Например, в европейской, “фаустовской” культуре к партии жизни принадлежит рыцарство с его (часто устным) поэтическим творчеством, к партии же ценностей — люди города и их литературный романтизм.

[13] Провозглашением этого последовательно внехристианского мыслителя ”христиан­ским философом” открывается итоговая статья “Политического православия” (стр. 301).

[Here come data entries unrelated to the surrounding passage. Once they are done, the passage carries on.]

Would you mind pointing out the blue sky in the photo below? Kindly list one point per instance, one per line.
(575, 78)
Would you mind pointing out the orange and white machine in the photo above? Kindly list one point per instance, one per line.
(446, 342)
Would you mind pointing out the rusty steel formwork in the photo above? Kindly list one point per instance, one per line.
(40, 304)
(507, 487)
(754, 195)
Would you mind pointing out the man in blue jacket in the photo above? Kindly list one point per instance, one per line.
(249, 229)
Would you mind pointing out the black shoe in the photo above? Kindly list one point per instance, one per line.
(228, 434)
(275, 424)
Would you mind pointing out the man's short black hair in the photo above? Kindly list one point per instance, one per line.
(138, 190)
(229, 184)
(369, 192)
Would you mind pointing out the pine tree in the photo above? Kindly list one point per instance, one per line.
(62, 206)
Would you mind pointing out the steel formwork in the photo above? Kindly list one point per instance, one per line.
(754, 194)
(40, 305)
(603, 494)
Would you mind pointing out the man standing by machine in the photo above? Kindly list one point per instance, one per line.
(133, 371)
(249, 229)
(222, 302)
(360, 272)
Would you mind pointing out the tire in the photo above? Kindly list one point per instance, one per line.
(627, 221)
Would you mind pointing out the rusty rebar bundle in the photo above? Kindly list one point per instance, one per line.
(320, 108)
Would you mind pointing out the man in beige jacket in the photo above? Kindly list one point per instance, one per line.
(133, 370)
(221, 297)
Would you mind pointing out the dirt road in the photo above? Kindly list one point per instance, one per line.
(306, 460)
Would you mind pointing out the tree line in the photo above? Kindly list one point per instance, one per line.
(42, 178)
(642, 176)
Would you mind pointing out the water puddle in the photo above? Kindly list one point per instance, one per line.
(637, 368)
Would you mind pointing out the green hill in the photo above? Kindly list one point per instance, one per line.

[14] Так в современном ницшеведении называют — по имени Элизабет Ферстер-Ницше, сестры философа, надолго пережившей его, — продукт трудов печально известного “Архива Ницше”. Об откровенно фальсификаторской деятельности “Архива…” предупредил еще на заре XX века, выходя из этого начинания, Рудольф Штейнер. Автору “Опытов…”, быть может, неизвестно, что после издания Карла Шлехты, окончательно рассредоточившего фальшивку-монтаж, так называемую “Волю к власти”, эту посмертную компиляцию заметок 1880-х годов просто не принято цитировать как “книгу Ницше” без соответствующих оговорок.

[15] В том числе дугинских — в России.

[16] Впрочем, “философия жизни” — понятие неоднородное, и ведущие фашистские идеологи понимали этот факт. Так, ранний, “дионисийский” период Ницше Альфред Розенберг заклеймил как неарийский. “Химико-биологические” же рассуждения “Воли к власти”, на которых базируется и наш автор, в официозной философии Третьего Рейха прокламировались и поднимались на щит.